Partially just laziness, guys, and the causes of it: much to do by way of writing; working two or three projects + researching; the weather, muggy, and warm (though not nearly as hot as in the plains), conducive to a great deal of sleeping; the heart wants to meander like our stream, arrange things in the house, play in the garden -- we're putting down local dark grey slate in the pathways. Secondly, internet connectivity, though I must admit it hasn't bothered me though I have used it as an excuse to do less and less! Thirdly, a sense that I'm just talking about myself here -- why should anyone else be interested? I'm not helping anyone, which is always my intention. I have a bit of priestess gene in me which I sometimes rebel again, but return to unerringly.

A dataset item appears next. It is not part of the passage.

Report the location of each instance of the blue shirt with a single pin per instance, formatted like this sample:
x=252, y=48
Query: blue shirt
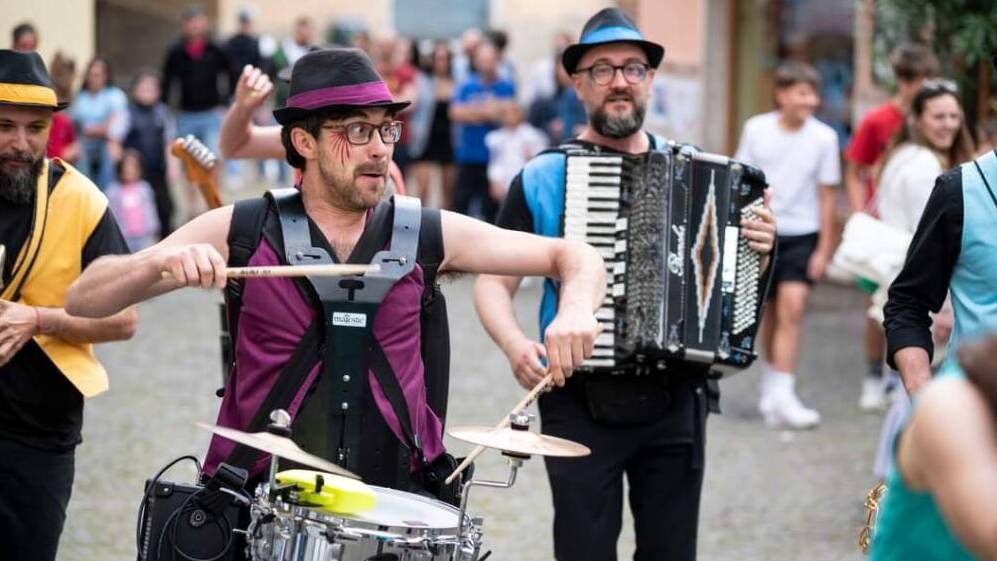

I leave for the city tomorrow -- I have postponed it long enough. Have been here five weeks, but now my mother is calling and I must go. She gets lonely, and I do nurture her in many ways. I have to admit I haven't wanted to go, being quite plugged into our life here. The wild pink rose vines are just beginning to come on; they are everywhere in our home, wrapped around boulders and stone walls; the garden is full of poppies and all sorts of flowers I have no names for; the stream, its volume reduced due to the heat, is just personal and intimate enough to step in and wade through, something P and I did yesterday. No, I don't want to go, but I must. It is part of my resolve to not resist any part of life, and to be forever ready to change gears in whatever direction needed. This makes life much easier, this surrender to circumstance; it is what all religions call submission. Believe me when i say that this also makes like a load of fun; by resisting too much you cut yourself off my life; you live by your ego and your own stubborn will. But with submission life becomes a mystery, a miracle, and an adventure.